If $\inf f\ge0$ then $|f|=f$ and the claim is clear. Similarly, if $\sup f\le 0$ then $|f|=-f$ and the claim is also clear (using $\sup(-f)=-\inf f$ etc.) So assume $\inf f<0<\sup f$. Clearly $\inf(|f|)\ge 0$. If $\sup(|f|)>\sup f$, then $\sup(|f|)=-\inf f$ and we have $-\inf(|f|)\le 0< \sup f$, whence the claim. If $\sup(|f|)\le\sup f$, then $\sup(|f|)-\inf (|f|)\le \sup(|f|)\le\sup f\le \sup f-\inf f$.

Answer 2

Let's have a set $T$ and a function $g:T\to\mathbb{R}$. Suppose we can prove that $$g(x)\leq a$$ holds for all $x\in T$. Let be $M = \sup g$. Is $M\leq a $ also?

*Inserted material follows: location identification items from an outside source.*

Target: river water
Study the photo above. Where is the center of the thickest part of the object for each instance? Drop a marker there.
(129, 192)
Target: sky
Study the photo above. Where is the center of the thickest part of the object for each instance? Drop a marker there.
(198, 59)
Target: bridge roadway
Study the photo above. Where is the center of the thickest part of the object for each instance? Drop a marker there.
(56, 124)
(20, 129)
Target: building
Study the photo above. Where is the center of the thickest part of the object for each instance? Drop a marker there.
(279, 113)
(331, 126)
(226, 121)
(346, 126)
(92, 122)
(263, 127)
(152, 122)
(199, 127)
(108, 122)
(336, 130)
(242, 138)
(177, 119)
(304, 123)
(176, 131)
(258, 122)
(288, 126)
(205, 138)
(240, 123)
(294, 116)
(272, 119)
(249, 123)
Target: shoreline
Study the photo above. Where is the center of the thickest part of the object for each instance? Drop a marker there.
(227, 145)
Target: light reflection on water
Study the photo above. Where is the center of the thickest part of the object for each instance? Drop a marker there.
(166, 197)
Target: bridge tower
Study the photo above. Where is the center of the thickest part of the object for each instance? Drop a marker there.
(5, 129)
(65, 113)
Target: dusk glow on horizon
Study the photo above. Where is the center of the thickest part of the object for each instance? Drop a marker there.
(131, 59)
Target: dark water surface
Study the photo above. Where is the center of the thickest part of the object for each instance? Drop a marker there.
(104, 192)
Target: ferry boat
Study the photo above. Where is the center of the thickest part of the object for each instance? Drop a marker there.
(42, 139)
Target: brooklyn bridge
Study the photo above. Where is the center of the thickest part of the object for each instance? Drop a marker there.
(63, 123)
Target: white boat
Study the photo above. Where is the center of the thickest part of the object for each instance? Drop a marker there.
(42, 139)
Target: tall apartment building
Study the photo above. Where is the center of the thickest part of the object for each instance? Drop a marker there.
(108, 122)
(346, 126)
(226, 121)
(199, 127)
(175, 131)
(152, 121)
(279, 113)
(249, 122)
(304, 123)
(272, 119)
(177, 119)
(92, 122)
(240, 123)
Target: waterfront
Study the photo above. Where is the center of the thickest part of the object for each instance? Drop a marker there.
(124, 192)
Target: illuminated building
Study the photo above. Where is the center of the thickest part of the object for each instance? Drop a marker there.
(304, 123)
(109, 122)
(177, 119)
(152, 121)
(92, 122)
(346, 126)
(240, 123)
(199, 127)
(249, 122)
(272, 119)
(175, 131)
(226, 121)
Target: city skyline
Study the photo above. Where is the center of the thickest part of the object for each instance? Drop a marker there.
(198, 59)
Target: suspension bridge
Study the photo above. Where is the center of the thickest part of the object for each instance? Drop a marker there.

There exists a sequence $\{x_n\}_n\subset T$ with the limit $M$ and $x_n\leq M$ for all $n\in \mathbb{N}$ (by definition of supremum). If $M>a$, then $\varepsilon =M-a>0 $. By definition of limit, at least one $x_{n_0}$ falls into interval $(M-\varepsilon/2,M+\varepsilon/2)$. Since $a <M-\varepsilon/2 < x_{n_0} $, we come to a contradiction. Therefore $M\leq a$. Analogically: if $g(x)\geq a'$, then $\inf g \geq a'$.

Now, you just apply these two facts to your LHS.